Ba também recolhia frequentemente muitas ervas medicinais, fornecendo-as ao Pico do Caldeirão.

...

“O Eremita Lua Antiga não tinha esse nome originalmente. Seu sobrenome era Hu, chamava-se Eremita Hu. Mas sua caligrafia era ruim; uma vez, ao escrever seu nome, o ‘Hu’ ficou tão aberto que foi lido como ‘Gu’, e assim virou Eremita Lua Antiga. Como era um sujeito despreocupado, adotou o novo nome sem hesitar.” O Menino Ginseng continuava a narrar as histórias obscuras do Eremita Lua Antiga aos ouvidos de Lu Yang.

Nesse momento, Ba enviou uma mensagem a Lu Yang.

“Lu Yang, venha aqui um instante.”

Ao chegar à entrada do jardim de ervas, viu um casal apaixonado: o marido, confiante e radiante; a esposa, delicada e dependente. Apenas o estilo das roupas dos dois era difícil de elogiar.

O casal vestia trajes que pareciam boias de piscina, volumosos, capazes de flutuar no mar. Era o hábito tradicional de seu povo.

“Quem são eles...?”

“Deixe-me apresentar: estes são seus antecessores, os Reis Minhocas de Anéis Prateados”, disse Ba.

Lu Yang percebeu: o conflito conjugal havia sido resolvido e o casal se reconciliara; ele não precisaria mais cavar.

Resolveram o problema conjugal em apenas um mês—foi rápido. Ele pensava que seria como uma novela de quarenta ou cinquenta episódios, com a protagonista perdendo a memória, o marido recuperando suas lembranças e um final feliz e alegre.

“Este é Lu Yang, vocês devem ter ouvido falar dele: quarto discípulo do líder, treinado pessoalmente por Yun Zhi.”

“Saudações aos veneráveis”, Lu Yang cumprimentou, assustando os Reis Minhocas de Anéis Prateados, que imediatamente o ergueram, recusando-se a aceitar o gesto.

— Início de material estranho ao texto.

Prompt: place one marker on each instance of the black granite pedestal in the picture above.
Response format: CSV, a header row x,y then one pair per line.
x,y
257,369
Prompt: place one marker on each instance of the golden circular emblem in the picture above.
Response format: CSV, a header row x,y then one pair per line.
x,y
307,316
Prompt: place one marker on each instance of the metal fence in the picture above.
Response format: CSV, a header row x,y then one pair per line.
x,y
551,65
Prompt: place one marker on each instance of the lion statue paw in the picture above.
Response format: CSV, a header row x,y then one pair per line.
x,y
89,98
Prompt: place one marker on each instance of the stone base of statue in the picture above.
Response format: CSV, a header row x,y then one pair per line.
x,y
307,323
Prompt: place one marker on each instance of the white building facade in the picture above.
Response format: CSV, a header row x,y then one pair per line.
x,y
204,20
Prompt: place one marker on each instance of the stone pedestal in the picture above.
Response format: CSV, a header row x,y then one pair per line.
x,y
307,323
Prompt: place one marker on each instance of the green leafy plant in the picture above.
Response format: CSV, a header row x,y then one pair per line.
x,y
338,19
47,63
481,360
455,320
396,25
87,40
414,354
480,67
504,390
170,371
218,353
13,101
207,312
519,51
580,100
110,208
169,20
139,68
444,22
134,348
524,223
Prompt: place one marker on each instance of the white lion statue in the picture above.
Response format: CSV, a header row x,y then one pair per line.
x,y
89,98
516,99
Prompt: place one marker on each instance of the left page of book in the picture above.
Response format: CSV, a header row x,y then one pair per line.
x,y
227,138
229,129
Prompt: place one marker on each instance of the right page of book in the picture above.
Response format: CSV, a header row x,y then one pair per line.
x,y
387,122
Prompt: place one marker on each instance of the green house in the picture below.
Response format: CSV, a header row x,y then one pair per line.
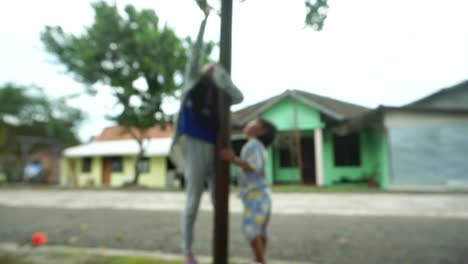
x,y
312,146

“Você é o irmão mais novo de Yun Zhi. Meu nome é Li Yin, pode me chamar de Li. Esta é minha esposa, Li.”

Nenhum deles ousava tratá-lo como júnior, pois era discípulo da temida Yun Zhi.

Lu Yang não sabia que imagem sua irmã mais velha tinha na mente dos outros.

“Como resolveram seu problema conjugal?”

“É simples!” Uma voz veio do subsolo.

Outro casal emergiu da terra, idêntico aos Reis Minhocas de Anéis Prateados.

“Já que minha esposa pode se dividir em duas, tornando-se uma dupla de irmãs, eu também posso me dividir e criar um irmão”, declarou Li, orgulhoso.

O segundo casal era igualmente afetuoso.

Ba assentiu satisfeito—ele mesmo havia sugerido a solução.

Sempre responsável, Ba sabia que ao causar problemas, era preciso resolvê-los.